Louis Vuitton S/S 25 Is Rethinking What It Means to Be "Soft" in Fashion

Louis Vuitton S/S 25 Is Rethinking What It Means to Be "Soft" in Fashion


For Nicolas Ghesquière’s 10th anniversary at Louis Vuitton, the designer presented a story that wove past and present. By placing a large reflective tent in the Cour Carrée, one of the main courtyards of the Louvre, he highlighted the surrounding French Renaissance columns and sculptures. The runway itself, which was a mosaic of vibrant monogrammed trunks, highlighted his constant dedication to blending the brand’s traditional craftsmanship with contemporary aesthetics.

It wouldn’t be a Ghesquière design without taking risks, which was evident in the looks that opened the collection—18th-century silhouettes like strong shoulders, pulled-in waists, and peplum hems were styled with biker shorts and chunky sandals that brought them back to the present.

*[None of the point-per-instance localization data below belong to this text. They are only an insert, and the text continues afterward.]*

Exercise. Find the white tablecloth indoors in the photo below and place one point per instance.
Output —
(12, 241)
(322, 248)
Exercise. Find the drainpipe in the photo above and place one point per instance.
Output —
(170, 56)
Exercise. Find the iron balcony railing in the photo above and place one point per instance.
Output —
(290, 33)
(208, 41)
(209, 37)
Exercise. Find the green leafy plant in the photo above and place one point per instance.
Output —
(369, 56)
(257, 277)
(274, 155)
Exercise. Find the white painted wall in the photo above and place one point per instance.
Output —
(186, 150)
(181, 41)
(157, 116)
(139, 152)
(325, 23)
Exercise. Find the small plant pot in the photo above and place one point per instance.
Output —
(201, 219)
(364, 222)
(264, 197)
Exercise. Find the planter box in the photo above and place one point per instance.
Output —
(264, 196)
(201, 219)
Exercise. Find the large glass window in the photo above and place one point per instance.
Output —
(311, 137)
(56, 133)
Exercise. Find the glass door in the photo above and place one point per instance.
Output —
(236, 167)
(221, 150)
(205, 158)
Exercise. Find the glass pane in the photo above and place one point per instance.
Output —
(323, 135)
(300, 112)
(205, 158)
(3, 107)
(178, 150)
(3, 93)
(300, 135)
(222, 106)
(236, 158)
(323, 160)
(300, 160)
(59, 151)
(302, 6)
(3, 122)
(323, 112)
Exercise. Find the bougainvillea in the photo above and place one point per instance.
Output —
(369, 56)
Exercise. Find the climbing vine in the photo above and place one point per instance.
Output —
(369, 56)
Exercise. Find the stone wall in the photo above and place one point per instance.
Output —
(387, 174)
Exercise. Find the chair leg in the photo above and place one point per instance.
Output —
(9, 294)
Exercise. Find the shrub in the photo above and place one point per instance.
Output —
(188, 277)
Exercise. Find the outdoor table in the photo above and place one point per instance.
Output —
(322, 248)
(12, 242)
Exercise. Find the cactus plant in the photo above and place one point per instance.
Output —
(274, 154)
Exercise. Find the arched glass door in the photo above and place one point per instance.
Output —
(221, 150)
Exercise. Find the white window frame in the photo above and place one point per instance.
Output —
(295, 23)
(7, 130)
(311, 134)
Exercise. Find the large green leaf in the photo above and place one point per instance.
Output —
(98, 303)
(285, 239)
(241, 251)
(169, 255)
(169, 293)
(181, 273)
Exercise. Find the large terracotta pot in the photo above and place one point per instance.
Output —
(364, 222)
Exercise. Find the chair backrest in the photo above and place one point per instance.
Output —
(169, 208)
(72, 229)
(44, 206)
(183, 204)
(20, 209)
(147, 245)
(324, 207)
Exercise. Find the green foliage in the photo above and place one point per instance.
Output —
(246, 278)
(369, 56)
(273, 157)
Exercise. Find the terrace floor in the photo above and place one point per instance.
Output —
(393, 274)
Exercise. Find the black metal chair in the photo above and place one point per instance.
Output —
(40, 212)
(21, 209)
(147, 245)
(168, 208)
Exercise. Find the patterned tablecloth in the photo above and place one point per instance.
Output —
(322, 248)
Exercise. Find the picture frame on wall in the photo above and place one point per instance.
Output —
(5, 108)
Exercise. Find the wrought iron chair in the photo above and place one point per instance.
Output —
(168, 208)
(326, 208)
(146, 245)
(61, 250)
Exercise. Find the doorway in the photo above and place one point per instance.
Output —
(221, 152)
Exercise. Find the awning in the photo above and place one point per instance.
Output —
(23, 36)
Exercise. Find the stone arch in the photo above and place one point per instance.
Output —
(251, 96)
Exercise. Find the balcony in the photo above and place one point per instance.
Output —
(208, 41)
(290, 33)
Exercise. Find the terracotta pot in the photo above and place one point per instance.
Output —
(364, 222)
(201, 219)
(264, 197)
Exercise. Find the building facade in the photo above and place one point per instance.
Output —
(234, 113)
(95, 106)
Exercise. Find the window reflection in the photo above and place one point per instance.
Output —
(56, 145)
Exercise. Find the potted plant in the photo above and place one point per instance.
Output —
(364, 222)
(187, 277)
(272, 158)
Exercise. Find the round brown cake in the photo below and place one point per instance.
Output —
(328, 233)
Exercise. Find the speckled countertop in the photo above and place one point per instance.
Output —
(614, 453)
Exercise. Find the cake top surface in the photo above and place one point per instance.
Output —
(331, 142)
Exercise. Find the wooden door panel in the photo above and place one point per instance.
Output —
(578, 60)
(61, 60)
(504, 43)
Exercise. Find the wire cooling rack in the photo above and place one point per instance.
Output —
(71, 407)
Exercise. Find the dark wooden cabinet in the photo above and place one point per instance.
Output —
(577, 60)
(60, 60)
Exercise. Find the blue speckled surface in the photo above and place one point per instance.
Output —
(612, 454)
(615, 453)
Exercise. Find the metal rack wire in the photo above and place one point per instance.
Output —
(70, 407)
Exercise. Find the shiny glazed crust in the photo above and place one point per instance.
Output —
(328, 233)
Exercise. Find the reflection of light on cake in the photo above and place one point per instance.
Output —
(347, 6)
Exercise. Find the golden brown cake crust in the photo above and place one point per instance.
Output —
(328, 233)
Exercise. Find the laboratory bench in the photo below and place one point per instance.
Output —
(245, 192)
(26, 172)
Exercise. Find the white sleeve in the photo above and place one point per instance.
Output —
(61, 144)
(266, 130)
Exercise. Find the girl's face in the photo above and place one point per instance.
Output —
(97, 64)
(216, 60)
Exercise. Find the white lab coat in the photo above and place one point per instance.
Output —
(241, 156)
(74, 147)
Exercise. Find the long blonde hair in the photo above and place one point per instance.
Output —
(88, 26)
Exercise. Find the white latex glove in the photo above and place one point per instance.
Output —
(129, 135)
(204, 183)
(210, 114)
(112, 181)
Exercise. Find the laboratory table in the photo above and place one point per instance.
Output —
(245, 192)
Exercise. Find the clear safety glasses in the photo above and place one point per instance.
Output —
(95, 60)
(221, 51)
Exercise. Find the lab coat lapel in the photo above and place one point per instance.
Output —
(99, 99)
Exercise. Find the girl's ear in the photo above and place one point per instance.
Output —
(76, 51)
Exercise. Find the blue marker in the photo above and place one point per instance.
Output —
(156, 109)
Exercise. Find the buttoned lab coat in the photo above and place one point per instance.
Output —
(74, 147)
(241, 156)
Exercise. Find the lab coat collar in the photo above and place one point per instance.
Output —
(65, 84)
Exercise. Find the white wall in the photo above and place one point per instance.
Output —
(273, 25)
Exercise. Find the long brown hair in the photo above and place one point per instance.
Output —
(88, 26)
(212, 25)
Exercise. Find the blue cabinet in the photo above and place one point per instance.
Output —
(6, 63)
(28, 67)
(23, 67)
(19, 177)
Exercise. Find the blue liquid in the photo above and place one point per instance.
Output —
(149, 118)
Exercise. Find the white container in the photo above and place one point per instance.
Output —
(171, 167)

Despite pulling inspiration from the Renaissance, he didn’t let that box him in, also adding ’80s-inspired skater skirts and ruffled dresses to the offering. The five final looks featured a collaboration with French artist Laurent Grasso from his series Studies Into the Past, in which modern and celestial phenomena are inserted into Renaissance paintings, proving there was no shortage of historical and futuristic references at Louis Vuitton S/S 25.